El bautismo de Jesús es uno de los acontecimientos más importantes en su vida. Su fiesta, una semana después de la Epifanía, que celebramos este domingo, a veces pasa de puntillas por en medio de las demás celebraciones navideñas, siendo quizás una de las fiestas menos valoradas del calendario litúrgico.
Podría verse como un episodio más, cuando en realidad fue quizás el evento fundamental de su vida, el momento en que asume su misión y comienza su ministerio público, probablemente aún sin conocer el alcance y la importancia de su decisión. La cultura popular nos hace creer, sin embargo, que muy temprano en su vida, casi al nacer, Jesús estaría dotado de la capacidad de conocer de antemano los acontecimientos que iban a suceder durante su vida. Por lo tanto, sabía que iba a ser bautizado por Juan en el río Jordán, y que conocía su misión e identidad. Si así entendemos la autopercepción de Jesús, su bautismo pierde significado.
En el fondo, es necesario creer que en el bautismo de Jesús no hubo una decisión racional y consciente, pero que de alguna manera fue predeterminada. Creer que Jesús no tuvo la opción de tener dudas durante su vida, antes y después de su bautismo, proviene del temor de comprometer su divinidad, haciéndolo demasiado como uno de nosotros. Es por eso por lo que, a pesar del hecho de su nacimiento humilde y simple, lo hemos convertido en un superhombre, dotado de poderes sobrehumanos, en este caso el poder de la omnisciencia, incluso desde su nacimiento. El problema es que, en el esfuerzo por evitar comprometer la divinidad de Jesús, corremos el riesgo de cuestionar su plena humanidad.
Debemos vigilar con las características sobrehumanas que a menudo atribuimos a Jesús para proteger su divinidad. De hecho, cuanto más especial y sobrehumano lo hacemos, menos humano se vuelve. En este proceso de “sobre-humanizar” a Jesús, perdemos la clave y el elemento trascendental de la Encarnación y, por lo tanto, de nuestra fe: Jesús es una persona como todos nosotros, nada más y nada menos.
Es cierto que también es Dios, pero la divinidad de Jesús no proviene de supuestos poderes sobrehumanos sino de su capacidad de abrirse completamente a la voluntad de Dios, por su capacidad radical de amar y entregarse a los demás. Esta es la mayor paradoja de nuestra fe, de la fe en Dios hecho hombre: cuanto más humanos seamos, más libres seremos para amar y, en cierto modo, más divinos seremos.
En resumen: si en este anhelo de hacer a Jesús sobrehumano creemos que desde muy joven sabía de su papel mesiánico, su vida y su fatídico final, entonces su bautismo es obviamente irrelevante.

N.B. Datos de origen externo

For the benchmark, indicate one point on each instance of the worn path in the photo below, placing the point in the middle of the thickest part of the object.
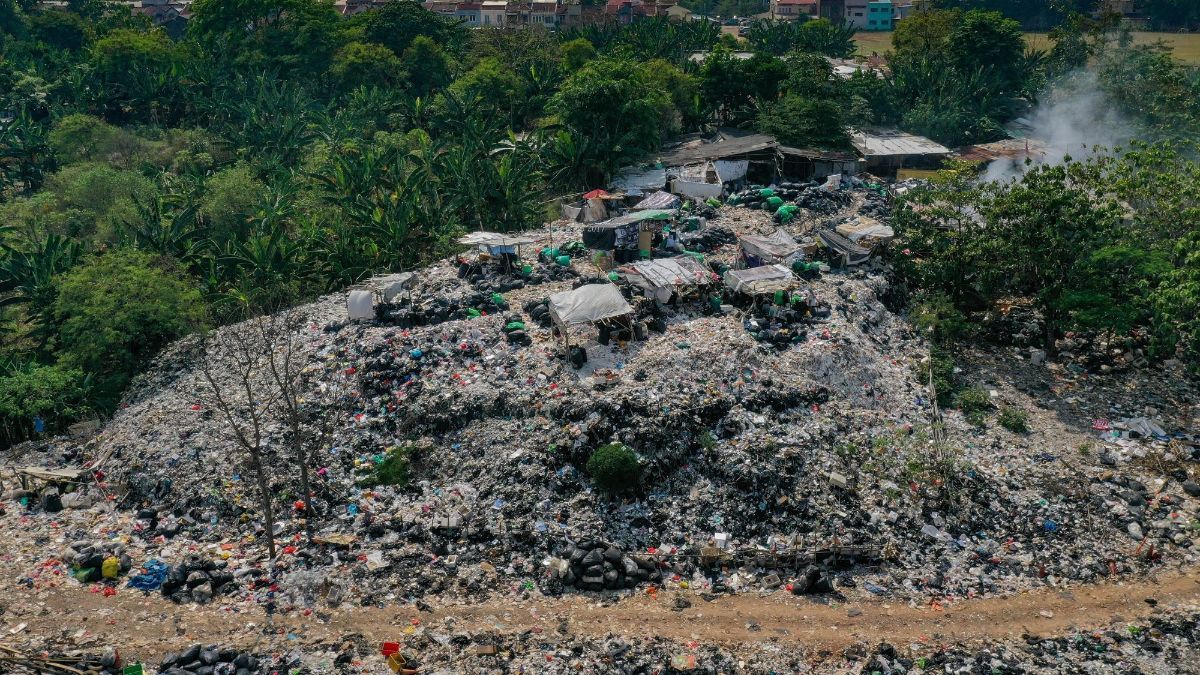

La experiencia de Jesús en el Jordán no es solo otro episodio preestablecido y conocido por él; es la experiencia fundamental de su vida. En su bautismo, Jesús toma la decisión de dedicar su existencia a la liberación de los demás, y se reconoce a sí mismo como el Mesías. La parte crucial del bautismo es que Jesús cambia la expectativa mesiánica tradicional caracterizada como un Mesías victorioso, poderoso, exclusivista, político y religioso a un Mesías universal centrado en los pobres y basado en la compasión y la tolerancia, no solo política, sino por la liberación integral de la persona como sujeto histórico, social, religioso, cultural y psicológico.
Desde el momento de su bautismo, a través del llamado a sus discípulos y durante todo su ministerio público, la misión de Jesús solo está tratando de transmitir a los demás y a nosotros qué tipo de Mesías es y cómo podemos imitarlo. Al final, el intento le costará la vida, pero también nos permitirá seguirlo.